Deshalb erklärt Spies: "Wir wollten endlich eine Intensivsta-tion, die die Angst und Hilflosigkeit der Patienten mindert." Mehr noch: "Eine Einrichtung, die Bedürfnisse der Patienten berücksichtigt und ihnen das Gefühl des Ausgeliefertseins erspart."

Patientenperspektive

Dieses neuartige Interieur entwickelte ein Team aus Medizinern, Architekten und Mediengestaltern.
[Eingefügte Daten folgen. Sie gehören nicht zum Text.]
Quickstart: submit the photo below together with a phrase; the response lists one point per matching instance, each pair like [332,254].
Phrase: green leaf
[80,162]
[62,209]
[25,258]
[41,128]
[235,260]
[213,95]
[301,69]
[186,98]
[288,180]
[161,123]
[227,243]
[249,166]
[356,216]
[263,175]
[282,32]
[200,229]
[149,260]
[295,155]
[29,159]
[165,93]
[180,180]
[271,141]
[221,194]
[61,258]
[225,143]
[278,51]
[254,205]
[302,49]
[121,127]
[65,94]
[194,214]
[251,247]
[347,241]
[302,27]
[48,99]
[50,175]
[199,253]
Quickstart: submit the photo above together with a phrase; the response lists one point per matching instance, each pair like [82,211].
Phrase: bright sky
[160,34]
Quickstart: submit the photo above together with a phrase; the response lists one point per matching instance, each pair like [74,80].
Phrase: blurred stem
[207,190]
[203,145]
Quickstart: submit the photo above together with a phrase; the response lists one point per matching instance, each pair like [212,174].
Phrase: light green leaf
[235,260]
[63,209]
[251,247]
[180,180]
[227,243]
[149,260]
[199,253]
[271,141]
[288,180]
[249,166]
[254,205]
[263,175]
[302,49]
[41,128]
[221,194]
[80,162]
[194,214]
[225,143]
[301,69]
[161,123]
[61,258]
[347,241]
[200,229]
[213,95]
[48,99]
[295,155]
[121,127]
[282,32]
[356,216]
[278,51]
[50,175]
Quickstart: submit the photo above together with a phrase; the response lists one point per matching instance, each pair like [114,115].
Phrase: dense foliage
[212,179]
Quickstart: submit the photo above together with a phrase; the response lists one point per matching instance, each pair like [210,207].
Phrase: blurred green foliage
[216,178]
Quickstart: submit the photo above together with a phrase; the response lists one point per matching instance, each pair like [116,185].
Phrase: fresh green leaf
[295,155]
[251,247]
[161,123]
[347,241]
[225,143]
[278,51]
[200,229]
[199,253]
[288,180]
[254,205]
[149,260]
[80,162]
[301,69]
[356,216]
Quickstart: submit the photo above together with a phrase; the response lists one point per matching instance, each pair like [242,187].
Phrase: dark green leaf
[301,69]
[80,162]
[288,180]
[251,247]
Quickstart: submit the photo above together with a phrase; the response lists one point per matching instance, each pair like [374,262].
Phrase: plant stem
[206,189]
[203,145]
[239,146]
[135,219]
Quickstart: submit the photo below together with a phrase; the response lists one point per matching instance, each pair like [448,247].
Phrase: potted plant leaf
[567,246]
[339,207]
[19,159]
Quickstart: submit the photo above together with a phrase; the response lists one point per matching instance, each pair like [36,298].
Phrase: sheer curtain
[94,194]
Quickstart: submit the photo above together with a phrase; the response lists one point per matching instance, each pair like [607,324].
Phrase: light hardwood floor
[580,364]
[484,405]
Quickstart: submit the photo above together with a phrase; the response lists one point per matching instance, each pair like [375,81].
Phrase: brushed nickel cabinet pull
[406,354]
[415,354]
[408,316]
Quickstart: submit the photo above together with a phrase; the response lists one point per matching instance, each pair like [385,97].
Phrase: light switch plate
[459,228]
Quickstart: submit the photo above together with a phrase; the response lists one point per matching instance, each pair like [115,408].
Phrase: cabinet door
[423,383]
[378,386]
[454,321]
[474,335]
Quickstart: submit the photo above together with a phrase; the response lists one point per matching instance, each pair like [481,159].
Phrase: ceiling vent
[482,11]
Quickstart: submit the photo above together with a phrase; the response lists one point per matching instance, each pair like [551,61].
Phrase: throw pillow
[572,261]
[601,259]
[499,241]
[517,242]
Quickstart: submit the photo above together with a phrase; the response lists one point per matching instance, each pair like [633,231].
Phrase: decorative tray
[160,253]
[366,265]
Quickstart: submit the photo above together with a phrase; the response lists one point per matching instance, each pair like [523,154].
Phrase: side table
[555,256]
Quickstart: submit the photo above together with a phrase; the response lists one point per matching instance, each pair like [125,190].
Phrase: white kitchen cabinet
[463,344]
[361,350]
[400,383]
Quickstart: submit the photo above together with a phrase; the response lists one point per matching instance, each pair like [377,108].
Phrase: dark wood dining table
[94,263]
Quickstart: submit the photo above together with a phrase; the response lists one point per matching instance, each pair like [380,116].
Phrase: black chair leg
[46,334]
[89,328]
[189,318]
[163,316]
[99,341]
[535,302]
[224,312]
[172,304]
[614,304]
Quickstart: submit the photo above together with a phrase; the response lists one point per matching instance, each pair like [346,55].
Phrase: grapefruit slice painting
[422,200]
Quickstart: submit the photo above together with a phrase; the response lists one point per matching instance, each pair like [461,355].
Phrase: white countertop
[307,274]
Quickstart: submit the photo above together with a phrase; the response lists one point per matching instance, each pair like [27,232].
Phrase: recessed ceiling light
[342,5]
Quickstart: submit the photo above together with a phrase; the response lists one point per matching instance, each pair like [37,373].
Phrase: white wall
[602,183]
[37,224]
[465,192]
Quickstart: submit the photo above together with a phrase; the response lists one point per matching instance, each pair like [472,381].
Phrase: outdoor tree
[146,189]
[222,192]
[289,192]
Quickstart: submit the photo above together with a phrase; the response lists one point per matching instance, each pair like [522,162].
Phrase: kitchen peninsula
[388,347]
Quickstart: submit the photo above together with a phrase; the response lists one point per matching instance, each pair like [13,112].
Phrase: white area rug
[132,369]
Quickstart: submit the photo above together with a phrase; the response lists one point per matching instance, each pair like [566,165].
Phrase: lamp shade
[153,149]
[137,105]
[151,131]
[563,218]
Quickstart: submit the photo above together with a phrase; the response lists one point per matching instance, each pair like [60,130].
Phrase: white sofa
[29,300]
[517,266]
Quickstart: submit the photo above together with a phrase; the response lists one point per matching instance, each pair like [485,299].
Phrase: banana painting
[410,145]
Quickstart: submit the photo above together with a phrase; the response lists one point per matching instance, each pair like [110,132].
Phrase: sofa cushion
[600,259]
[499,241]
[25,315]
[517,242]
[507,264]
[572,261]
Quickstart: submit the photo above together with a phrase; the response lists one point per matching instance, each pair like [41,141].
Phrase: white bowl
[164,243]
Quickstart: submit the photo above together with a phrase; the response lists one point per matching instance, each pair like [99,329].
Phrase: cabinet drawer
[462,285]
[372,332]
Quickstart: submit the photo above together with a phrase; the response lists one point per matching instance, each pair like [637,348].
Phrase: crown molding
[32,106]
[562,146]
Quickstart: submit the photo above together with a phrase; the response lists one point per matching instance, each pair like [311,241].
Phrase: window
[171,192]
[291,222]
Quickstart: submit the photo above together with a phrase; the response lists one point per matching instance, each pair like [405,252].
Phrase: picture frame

Über einen Zeitraum von zwei Jahren trafen sie sich regelmäßig und nahmen von Anfang an die Patientenperspektive ein, legten sich selbst auf Krankenbett und diskutierten interdisziplinär über ihre Eindrücke und Ideen. Sie befragten das Pflegepersonal nach ihren Arbeitsabläufen. Jedes Detail fand Beachtung. "Man hat festgestellt, dass Kinder gerne zum Zahnarzt gehen, wenn die Praxis entsprechend gestaltet ist. Also war es unser Ziel, die Intensivstation positiv in Szene zu setzen. Wir ließen uns eher von der Idee eines Hotels leiten, in dem man sich wohlfühlt. From hospital to hospitality!" erklärt Annette Finke vom Architekturbüro Graft.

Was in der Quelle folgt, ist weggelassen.